Is the Shark HP200 worth it vs the LEVOIT Core 300S?
Different rooms, different answers. The HP200 covers 1000 sq ft, the Core 300S is built for a bedroom or office. If your living room is open to the kitchen, get the Shark. If you want one purifier per bedroom, the LEVOIT is half the price and plenty for that footprint. I run the HP200 in the living room because my old LEVOIT couldn't keep up in that volume of air.
How loud is the Shark HP200?
Quiet on the lower fan speeds, you forget it's running. On high it's a fan noise, not a jet engine, but you notice it. With Clean Sense IQ on auto it spends most of the day on low and only ramps up after I cook or after the cats wrestle, so the loud passes are short.
What size room does the Shark HP200 cover?
1000 sq ft per Shark's CADR rating. In my house that's the living room overflowing into the kitchen and dining area, no problem. For a small bedroom or office it's overkill, a Core 300S is better matched. For a big open-plan main floor the HP200 is the right size.
Does the Shark HP200 help with cat litter smell?
Yes, the carbon Odor Lock layer is the part that handles litter and cooking smells. The same cartridge has the NanoSeal HEPA on one side and the carbon on the other. After the Litter Robot cycles the HP200 ramps up automatically and the smell is gone in a few minutes. That alone earns it a spot in the room.
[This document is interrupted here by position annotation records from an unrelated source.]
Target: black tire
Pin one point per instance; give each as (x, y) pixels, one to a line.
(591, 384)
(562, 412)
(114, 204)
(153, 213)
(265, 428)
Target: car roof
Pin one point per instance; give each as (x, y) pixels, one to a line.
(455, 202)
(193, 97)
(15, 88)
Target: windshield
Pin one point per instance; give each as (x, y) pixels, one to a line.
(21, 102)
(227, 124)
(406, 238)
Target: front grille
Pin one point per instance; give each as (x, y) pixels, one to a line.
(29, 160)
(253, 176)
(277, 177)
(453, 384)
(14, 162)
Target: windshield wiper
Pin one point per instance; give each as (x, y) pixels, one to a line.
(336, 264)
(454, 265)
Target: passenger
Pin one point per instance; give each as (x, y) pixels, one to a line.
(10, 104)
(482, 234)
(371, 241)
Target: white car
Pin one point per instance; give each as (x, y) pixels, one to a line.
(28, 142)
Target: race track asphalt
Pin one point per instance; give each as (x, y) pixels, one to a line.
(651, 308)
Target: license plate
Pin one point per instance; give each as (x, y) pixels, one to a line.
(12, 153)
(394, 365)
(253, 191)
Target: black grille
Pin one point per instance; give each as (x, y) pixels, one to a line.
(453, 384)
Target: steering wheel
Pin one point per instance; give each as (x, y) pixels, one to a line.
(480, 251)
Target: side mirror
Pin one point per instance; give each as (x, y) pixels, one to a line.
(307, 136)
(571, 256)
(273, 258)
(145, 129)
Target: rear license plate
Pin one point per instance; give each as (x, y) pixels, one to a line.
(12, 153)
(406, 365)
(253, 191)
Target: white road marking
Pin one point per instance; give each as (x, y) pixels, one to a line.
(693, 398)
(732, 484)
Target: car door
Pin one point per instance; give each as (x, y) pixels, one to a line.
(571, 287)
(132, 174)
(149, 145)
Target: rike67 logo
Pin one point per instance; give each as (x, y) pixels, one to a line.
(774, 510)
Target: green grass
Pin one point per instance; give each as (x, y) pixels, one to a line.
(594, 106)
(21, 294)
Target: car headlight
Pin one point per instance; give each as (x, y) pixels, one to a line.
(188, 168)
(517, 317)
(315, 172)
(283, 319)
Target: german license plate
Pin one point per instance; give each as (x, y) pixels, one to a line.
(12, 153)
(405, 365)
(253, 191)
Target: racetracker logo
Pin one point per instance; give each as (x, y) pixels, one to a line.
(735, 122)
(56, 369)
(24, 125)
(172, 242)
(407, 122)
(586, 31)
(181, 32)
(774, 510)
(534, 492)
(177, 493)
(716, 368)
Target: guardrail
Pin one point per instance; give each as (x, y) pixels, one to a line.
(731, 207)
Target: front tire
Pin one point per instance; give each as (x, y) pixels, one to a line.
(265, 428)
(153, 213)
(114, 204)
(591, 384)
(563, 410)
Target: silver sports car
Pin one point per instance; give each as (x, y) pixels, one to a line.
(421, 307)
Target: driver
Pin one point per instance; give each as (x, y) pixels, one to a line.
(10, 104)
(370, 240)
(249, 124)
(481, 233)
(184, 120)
Is the Clean Sense IQ sensor reliable?
Mine has been fine for months, but scattered Amazon reviewers report the air-quality sensor dying after a few months on the HP100 and HP200. Enough complaints that it's worth knowing about. If yours fails the unit still runs in manual mode, you just lose the auto-adjust and you're picking the fan speed yourself.
Can the Shark HP200 run 24/7?
Yes, that's how I run mine. On Clean Sense IQ auto it averages roughly 30W, so the power bill barely notices. For cat-allergic people the continuous run is the whole point, the room only stays low-allergen if the purifier doesn't shut off. Plan on swapping the filter every 6 to 12 months when you do this.
Once the air is clean, the floors are the next problem. The HP200 catches dander and the small stuff, the Dyson 360 Vis Nav handles the hair on the carpet. They run together in my house and the bin packs full every cycle. For everything else on surfaces, the remove cat hair guide covers it surface by surface.
How I tested
The bar this thing had to clear
Bought at retail
Paid around $300 at Amazon, no review unit, no Shark freebie. The version of the purchase any reader would actually make.
Ran daily for months
24/7 in the living room of a single-level house, 3 cats walking past it, Clean Sense IQ on auto. Not a 20 minute demo, the actual purifier in the actual room.
Replaced what came before
It replaced a LEVOIT Core 300 that was rated for 219 sq ft and couldn't cover the living room. Same room, same cats, totally different result.